We learn Dodgson’s up to no good once the locusts swarm a Texas farm. Dr. Ellie Sattler (Laura Dern), another Jurassic Park alum, notes the bugs are genetically altered. They eat only crops that Biosyn doesn’t fertilize, threatening the world’s grain supply.
Malcolm now has a job at Biosyn, lecturing workers on creating responsibly. He invites Sattler there to help get to the bottom of the bug business. She brings along paleontologist and old flame Dr. Alan Grant (a returning Sam Neill) for good measure.
Meanwhile, the first act picks up another thread from Fallen Kingdom: Maisie Lockwood, the young teen who is the cloned daughter of a Jurassic Park founder. Maisie (Isabella Sermon) now lives off the grid with ex-dino wrangler Owen Grady (Chris Pratt) and Claire Dearing (Bryce Dallas Howard), a Jurassic World administrator turned animal activist. Their neighbors include Blue, the velociraptor that Owen raised from a hatchling, and Blue’s own offspring, an adorable ankle-biter that Maisie names Beta.
When poachers for Biosyn kidnap Maisie and Beta, Owen and Claire race after her, eventually meeting up with the Jurassic Park old guard. Jurassic Park Dominion has some fun interplay between them, but there’s too little of it. Franchise newcomer DeWanda Wise (TV’s She’s Gotta Have It) is a firecracker as a nervy pilot, but other “girl power” moments between Ellie and Claire feel forced, as do a heap of Easter eggs, from Goldblum’s unbuttoned shirt to a can of Barbasol still knocking around from the first film.

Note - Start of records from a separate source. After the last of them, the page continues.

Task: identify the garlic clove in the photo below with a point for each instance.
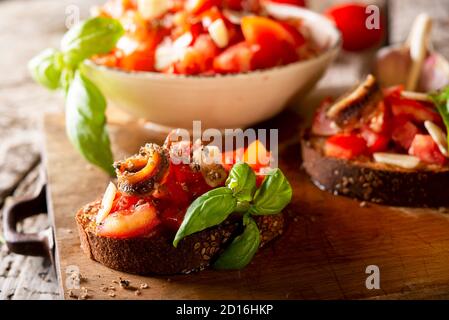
(398, 160)
(438, 136)
(106, 202)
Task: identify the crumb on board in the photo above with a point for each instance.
(144, 286)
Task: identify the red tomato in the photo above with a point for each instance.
(129, 223)
(403, 132)
(351, 20)
(235, 59)
(376, 142)
(172, 217)
(257, 156)
(426, 149)
(322, 125)
(345, 146)
(415, 110)
(300, 3)
(198, 6)
(380, 122)
(275, 44)
(199, 58)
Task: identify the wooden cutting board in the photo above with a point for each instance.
(323, 254)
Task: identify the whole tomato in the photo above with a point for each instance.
(351, 19)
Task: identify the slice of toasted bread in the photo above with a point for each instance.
(155, 254)
(366, 180)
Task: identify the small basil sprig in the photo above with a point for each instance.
(441, 100)
(85, 105)
(242, 249)
(208, 210)
(239, 195)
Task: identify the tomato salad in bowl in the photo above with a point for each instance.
(174, 62)
(202, 37)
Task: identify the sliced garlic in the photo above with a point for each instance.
(219, 33)
(438, 136)
(398, 160)
(415, 96)
(150, 9)
(106, 202)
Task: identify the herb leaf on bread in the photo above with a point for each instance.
(242, 249)
(210, 209)
(273, 195)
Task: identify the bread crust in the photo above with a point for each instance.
(155, 254)
(369, 181)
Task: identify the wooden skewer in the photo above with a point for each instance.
(418, 41)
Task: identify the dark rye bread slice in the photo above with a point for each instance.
(427, 186)
(155, 254)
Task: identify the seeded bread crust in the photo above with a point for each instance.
(155, 254)
(426, 186)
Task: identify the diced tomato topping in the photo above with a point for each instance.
(129, 224)
(257, 156)
(351, 20)
(199, 58)
(322, 125)
(417, 111)
(426, 149)
(198, 6)
(237, 58)
(275, 44)
(299, 3)
(172, 217)
(345, 146)
(380, 122)
(404, 131)
(376, 142)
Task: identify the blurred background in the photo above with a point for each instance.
(28, 26)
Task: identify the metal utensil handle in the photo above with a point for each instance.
(18, 209)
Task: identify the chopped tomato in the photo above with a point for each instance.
(345, 146)
(129, 224)
(231, 157)
(426, 149)
(124, 202)
(172, 217)
(299, 3)
(199, 58)
(198, 6)
(376, 142)
(275, 44)
(237, 58)
(351, 20)
(257, 156)
(404, 131)
(380, 122)
(417, 111)
(322, 125)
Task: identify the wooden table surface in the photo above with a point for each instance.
(29, 26)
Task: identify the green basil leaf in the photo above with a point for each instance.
(46, 67)
(273, 195)
(93, 36)
(209, 210)
(86, 122)
(441, 100)
(242, 181)
(242, 249)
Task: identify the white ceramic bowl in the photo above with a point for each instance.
(223, 101)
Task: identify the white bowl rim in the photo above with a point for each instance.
(160, 75)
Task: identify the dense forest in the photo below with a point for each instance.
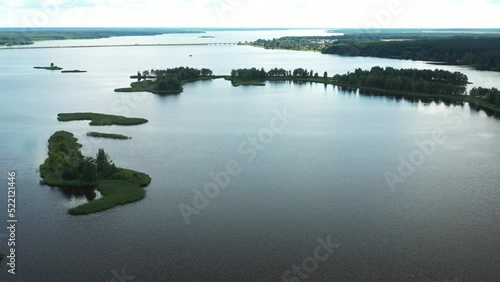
(67, 163)
(489, 95)
(262, 74)
(482, 53)
(17, 36)
(173, 79)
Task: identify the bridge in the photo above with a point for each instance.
(123, 45)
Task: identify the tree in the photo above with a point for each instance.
(88, 168)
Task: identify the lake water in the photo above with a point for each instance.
(322, 175)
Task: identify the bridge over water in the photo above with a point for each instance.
(122, 45)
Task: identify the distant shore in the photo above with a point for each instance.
(119, 45)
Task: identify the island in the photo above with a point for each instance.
(478, 50)
(73, 71)
(108, 135)
(101, 119)
(28, 36)
(51, 67)
(67, 167)
(168, 81)
(436, 84)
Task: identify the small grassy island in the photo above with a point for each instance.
(28, 36)
(73, 71)
(166, 82)
(101, 119)
(51, 67)
(478, 50)
(108, 135)
(67, 167)
(409, 83)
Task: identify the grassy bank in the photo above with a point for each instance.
(107, 135)
(66, 167)
(237, 83)
(27, 36)
(474, 102)
(101, 119)
(150, 86)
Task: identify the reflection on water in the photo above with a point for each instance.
(79, 195)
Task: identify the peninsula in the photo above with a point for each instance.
(101, 119)
(67, 167)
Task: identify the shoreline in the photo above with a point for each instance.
(121, 45)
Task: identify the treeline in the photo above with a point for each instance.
(16, 36)
(299, 43)
(67, 163)
(438, 82)
(262, 74)
(483, 54)
(173, 79)
(489, 95)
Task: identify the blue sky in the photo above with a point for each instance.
(251, 13)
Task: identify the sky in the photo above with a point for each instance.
(251, 13)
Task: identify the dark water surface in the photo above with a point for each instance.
(322, 175)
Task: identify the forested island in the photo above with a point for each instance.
(410, 83)
(28, 36)
(479, 51)
(100, 119)
(107, 135)
(166, 81)
(67, 167)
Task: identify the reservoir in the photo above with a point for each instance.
(328, 172)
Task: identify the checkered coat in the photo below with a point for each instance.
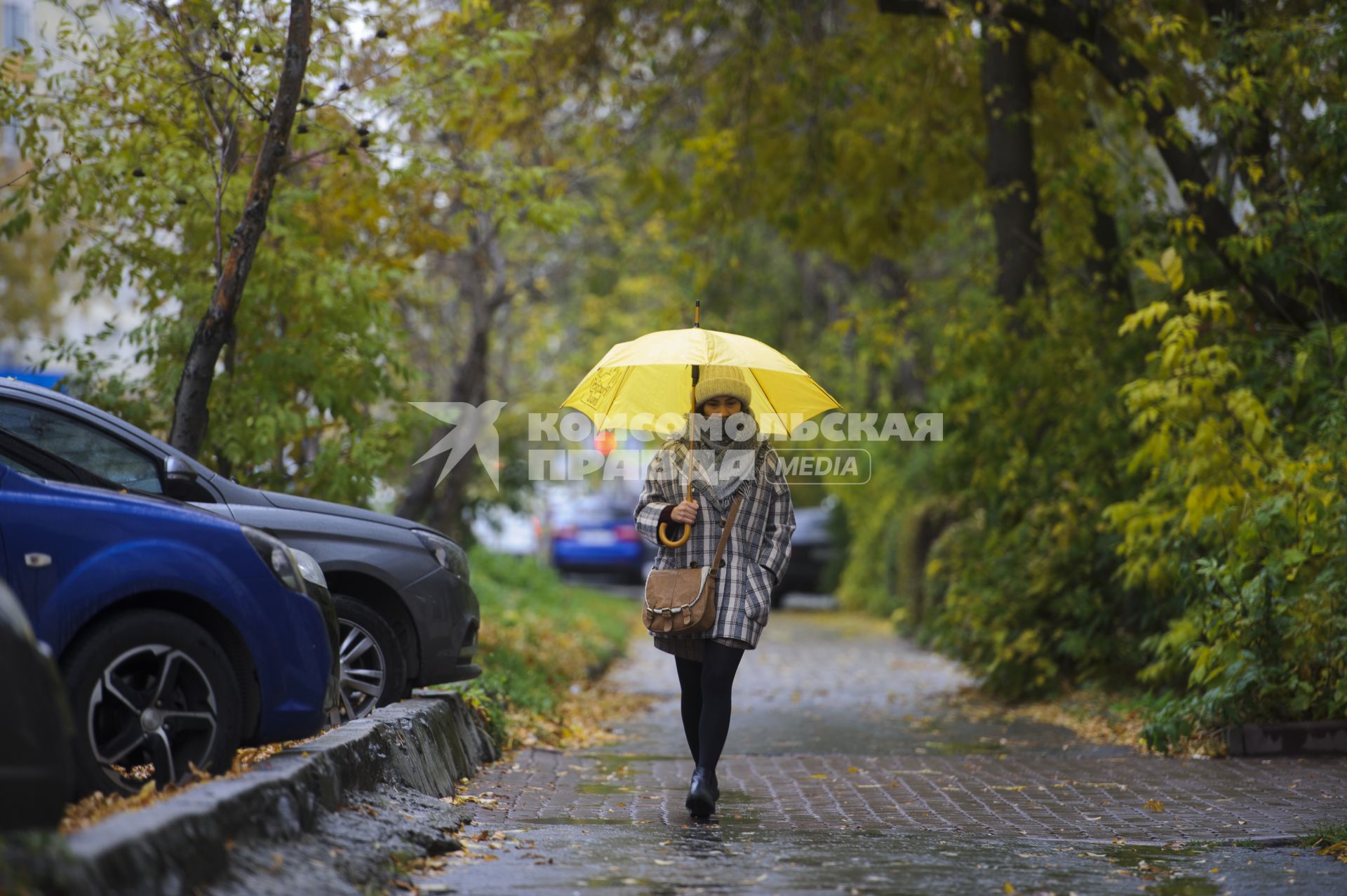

Director Colin Trevorrow (Jurassic World) keeps the globe-hopping action moving at a brisk pace, likely so viewers don’t ask many questions. The action sequences are effective, easy to track and edited with a blend of wide and closer shots, some with teeth snapping right at the screen.

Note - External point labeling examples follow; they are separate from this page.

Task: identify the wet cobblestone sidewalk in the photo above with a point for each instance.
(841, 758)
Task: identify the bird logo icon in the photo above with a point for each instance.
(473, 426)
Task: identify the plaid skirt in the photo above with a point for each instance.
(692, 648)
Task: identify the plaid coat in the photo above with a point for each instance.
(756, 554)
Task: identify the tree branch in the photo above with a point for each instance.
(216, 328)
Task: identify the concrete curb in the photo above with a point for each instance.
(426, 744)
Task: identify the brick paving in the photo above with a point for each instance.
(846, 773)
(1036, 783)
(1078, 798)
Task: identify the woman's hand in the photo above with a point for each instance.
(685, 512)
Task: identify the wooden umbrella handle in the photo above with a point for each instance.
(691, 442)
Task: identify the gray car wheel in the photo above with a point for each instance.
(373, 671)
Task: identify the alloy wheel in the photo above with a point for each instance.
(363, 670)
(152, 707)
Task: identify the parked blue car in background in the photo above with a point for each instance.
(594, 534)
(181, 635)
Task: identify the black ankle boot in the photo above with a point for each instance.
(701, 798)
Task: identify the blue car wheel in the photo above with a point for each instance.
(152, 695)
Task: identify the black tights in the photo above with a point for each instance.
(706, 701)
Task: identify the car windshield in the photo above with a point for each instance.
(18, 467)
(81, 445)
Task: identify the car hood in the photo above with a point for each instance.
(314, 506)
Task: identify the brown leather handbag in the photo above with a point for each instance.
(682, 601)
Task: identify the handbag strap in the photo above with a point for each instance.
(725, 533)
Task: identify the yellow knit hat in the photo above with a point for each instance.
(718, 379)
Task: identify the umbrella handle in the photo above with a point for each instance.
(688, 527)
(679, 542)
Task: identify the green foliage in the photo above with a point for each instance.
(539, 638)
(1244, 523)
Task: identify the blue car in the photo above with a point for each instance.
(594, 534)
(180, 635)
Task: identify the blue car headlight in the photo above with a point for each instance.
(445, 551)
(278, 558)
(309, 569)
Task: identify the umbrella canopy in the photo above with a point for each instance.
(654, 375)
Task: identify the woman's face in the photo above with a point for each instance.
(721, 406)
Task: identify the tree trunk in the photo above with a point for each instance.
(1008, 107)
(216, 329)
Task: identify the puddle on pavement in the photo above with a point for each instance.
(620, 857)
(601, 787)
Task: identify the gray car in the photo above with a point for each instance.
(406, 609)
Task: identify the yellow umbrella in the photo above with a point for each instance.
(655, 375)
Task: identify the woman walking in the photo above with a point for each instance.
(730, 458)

Yet the story lacks teeth: There’s no cohesion, or satisfying setups and payoffs. The script by Trevorrow and Emily Carmichael (Pacific Rim: Uprising), from a story by Derek Connolly (Jurassic World) and Trevorrow, spends a chunk of time on Maisie’s teen angst and identity crisis. It also gives Dodgson an unsatisfying motive.
Why waste time on corporate intrigue? Surviving dinosaurs running amok would be plenty. The artists and effects crews here create a striking menagerie, including a feathered dinosaur that seems to swim as well as fly, a huge pterosaur called a Quetzalcoatlus, and a biped with Wolverine-style claws. They also bring in a Giganotosaurus, a beast larger than a T. Rex.

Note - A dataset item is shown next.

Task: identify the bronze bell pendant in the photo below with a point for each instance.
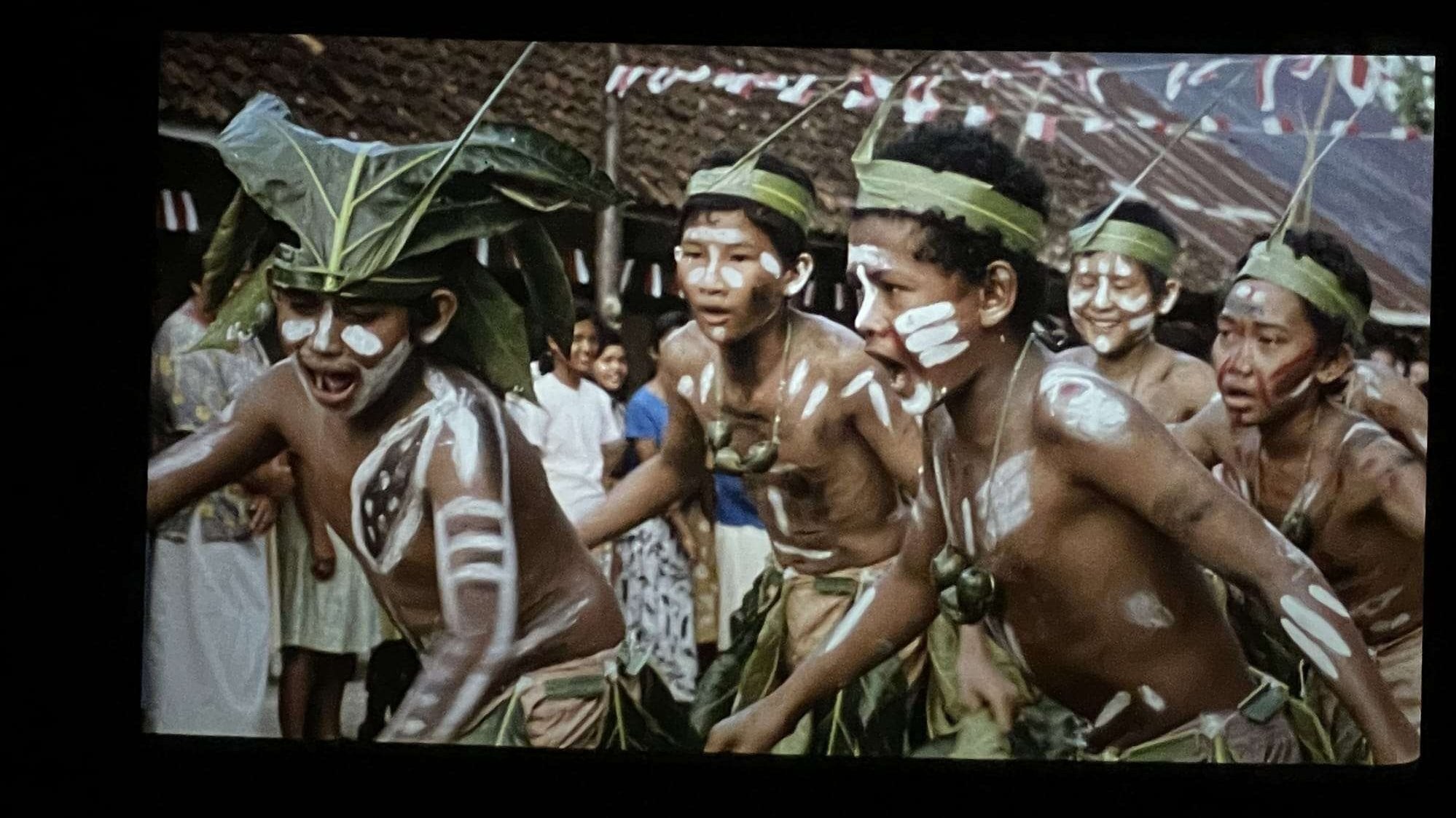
(976, 593)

The carnivores and herbivores rarely mix, though. Blue hunts a rabbit; Parasaurolophus run alongside horses. It’s as if these creatures operate in their own worlds.
The original Jurassic Park was a fun and suspenseful adventure with themes about power and reproductive control. This story has a natural evolution: These creatures could make us extinct because of our own ignorance and hubris. Coexist, one character says—but Jurassic World Dominion doesn’t explore how to do that, or doesn’t want to go there. The franchise unleashed a cataclysm, like Dawn of the Dead, I Am Legend, or the Planet of the Apes saga, then backed away from the follow-through. It’s enough to drive some dino fans buggy.